Post-earthquake demand for free legal service at Community Law Canterbury has skyrocketed, making the legal centre the biggest of its kind in the country.
The Canterbury University law school has a close relationship with the Community Law Centre, with about 100 students volunteering for the service.
Dean of the law school Chris Gallavin said the need for basic legal advice had increased dramatically since the earthquake, with problems arising that had never been addressed before.
"It's not just the basic earthquake problems like: 'Will I get paid if I can't go in to work after a quake?'"
Mr Gallavin said there were bigger issues.
"Gap filler issues, schools closing, resident zoning issues; these are areas we are finding there is real need for in the community."
Community Law Canterbury solicitor Lara Prince said that there has been a significant increase in demand since the earthquake, and Community Law has added services to deal with this.
"There are now advice clinics out at Avondale Golf Club, and we also see a lot of earthquake-related issues through our general advice services."
Miss Prince said that law students played an invaluable role in the service.
"We can see many more clients thanks to the student volunteers. Students provide legal information over the phone, interview clients, research, and advocate for school students at school board of trustee hearings," Miss Prince said.

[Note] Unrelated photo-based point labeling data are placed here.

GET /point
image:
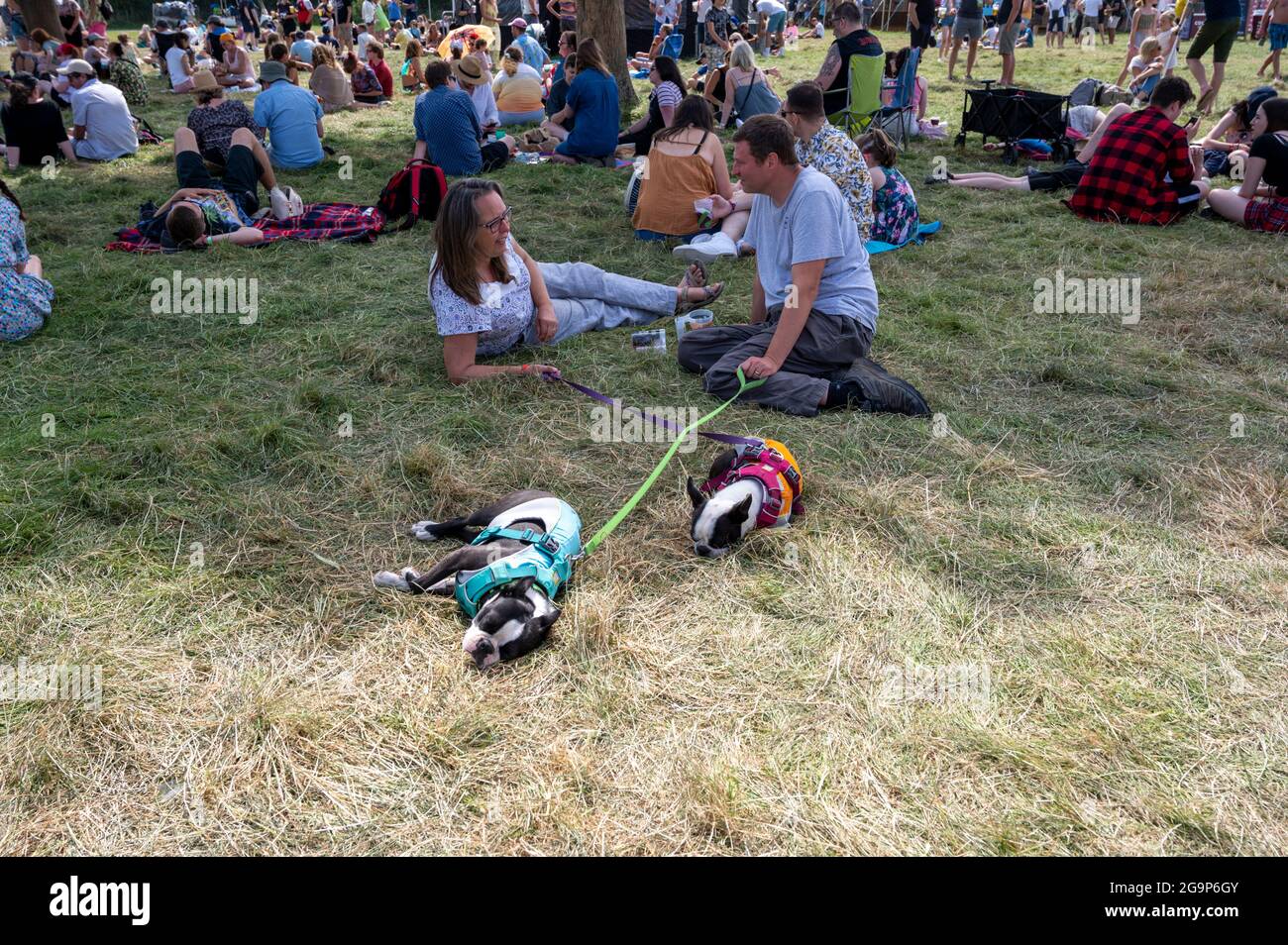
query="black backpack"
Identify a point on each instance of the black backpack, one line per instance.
(415, 192)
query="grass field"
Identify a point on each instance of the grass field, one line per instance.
(1086, 555)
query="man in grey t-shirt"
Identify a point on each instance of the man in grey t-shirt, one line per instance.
(814, 304)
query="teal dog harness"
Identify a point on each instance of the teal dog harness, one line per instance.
(546, 559)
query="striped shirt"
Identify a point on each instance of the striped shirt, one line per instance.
(447, 123)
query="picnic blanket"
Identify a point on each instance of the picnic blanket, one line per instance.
(925, 230)
(342, 222)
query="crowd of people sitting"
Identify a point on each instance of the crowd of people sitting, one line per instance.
(803, 198)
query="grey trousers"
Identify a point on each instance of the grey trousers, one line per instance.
(823, 353)
(588, 299)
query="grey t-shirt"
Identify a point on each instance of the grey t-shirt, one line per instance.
(814, 223)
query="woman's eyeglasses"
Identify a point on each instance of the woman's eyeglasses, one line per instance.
(494, 226)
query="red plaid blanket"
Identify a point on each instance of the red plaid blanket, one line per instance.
(344, 222)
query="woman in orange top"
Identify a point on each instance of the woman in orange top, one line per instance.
(686, 163)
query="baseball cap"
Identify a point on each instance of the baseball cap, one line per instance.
(76, 65)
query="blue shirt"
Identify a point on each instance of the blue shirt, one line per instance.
(291, 116)
(592, 97)
(532, 52)
(450, 127)
(814, 223)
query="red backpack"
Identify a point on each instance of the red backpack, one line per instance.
(415, 192)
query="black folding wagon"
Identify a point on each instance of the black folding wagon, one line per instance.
(1009, 114)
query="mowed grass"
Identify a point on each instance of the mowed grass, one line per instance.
(1086, 532)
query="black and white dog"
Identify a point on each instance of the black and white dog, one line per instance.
(513, 617)
(756, 484)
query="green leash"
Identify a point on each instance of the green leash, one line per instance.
(610, 525)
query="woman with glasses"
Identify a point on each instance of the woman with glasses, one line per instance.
(490, 296)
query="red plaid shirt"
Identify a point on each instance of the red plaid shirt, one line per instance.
(1127, 180)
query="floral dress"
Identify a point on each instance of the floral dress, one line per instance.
(25, 300)
(896, 220)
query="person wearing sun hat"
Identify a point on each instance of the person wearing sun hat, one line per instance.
(449, 132)
(292, 119)
(103, 129)
(532, 52)
(476, 81)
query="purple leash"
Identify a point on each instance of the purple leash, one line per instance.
(660, 421)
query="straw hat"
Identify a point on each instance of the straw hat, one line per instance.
(469, 71)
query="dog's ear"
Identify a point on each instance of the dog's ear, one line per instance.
(516, 588)
(696, 494)
(739, 512)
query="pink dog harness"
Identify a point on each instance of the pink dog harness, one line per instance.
(773, 465)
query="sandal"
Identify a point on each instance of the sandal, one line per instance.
(708, 295)
(695, 277)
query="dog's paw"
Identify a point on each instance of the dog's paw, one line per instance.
(387, 578)
(421, 531)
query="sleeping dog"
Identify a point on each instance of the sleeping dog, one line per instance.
(751, 485)
(520, 555)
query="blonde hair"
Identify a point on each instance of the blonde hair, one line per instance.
(322, 55)
(742, 55)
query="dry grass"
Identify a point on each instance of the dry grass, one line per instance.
(1086, 532)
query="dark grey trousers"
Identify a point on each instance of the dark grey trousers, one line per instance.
(823, 353)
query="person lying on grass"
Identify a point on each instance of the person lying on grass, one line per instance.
(205, 210)
(1068, 175)
(489, 295)
(1261, 201)
(1144, 168)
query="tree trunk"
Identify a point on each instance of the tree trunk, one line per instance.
(605, 22)
(42, 14)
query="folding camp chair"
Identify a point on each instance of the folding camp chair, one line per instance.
(864, 94)
(901, 107)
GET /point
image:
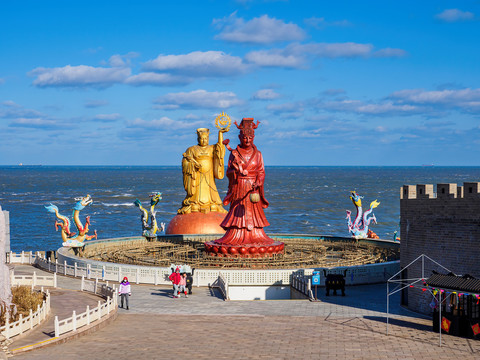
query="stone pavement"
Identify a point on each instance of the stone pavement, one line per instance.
(206, 327)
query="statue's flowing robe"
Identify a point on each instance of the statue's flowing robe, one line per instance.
(200, 183)
(245, 220)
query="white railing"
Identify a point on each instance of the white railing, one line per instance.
(25, 324)
(90, 269)
(223, 286)
(302, 284)
(158, 275)
(74, 322)
(21, 258)
(33, 280)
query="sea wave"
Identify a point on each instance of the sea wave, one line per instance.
(118, 204)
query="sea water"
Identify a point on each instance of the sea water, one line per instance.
(303, 200)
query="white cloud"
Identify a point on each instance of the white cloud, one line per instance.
(333, 92)
(122, 60)
(451, 97)
(37, 123)
(259, 30)
(321, 23)
(198, 63)
(287, 110)
(412, 102)
(95, 103)
(333, 50)
(275, 58)
(151, 78)
(107, 117)
(455, 15)
(296, 55)
(12, 110)
(198, 99)
(360, 107)
(265, 94)
(82, 75)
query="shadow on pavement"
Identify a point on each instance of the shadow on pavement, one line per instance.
(367, 297)
(162, 292)
(401, 323)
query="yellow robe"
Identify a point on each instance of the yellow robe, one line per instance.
(201, 165)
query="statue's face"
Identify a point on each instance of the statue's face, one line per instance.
(203, 139)
(246, 141)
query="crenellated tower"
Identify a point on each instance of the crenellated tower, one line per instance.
(443, 223)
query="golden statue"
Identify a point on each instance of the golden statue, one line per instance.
(201, 165)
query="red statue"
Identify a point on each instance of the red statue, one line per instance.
(245, 220)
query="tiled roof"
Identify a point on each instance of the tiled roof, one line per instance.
(465, 284)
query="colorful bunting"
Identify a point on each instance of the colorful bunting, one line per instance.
(446, 324)
(476, 329)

Mr Gallavin said that as well as providing support for the recovering community, volunteering for the legal centre was also a fantastic opportunity for law students.
"Having some practical experience is a real strong point of difference when they graduate, the fact that they have dealt with real people, with real problems will be impressive to employers."
Canterbury University law student and Community Law volunteer Hester Moore said she had gained some "indispensable practical experience" working for the free legal service.
"Whilst providing an obvious outlet for socially conscious students' interests, it's really satisfying to have identified, researched, and communicated an often previously unknown area of the law to another person."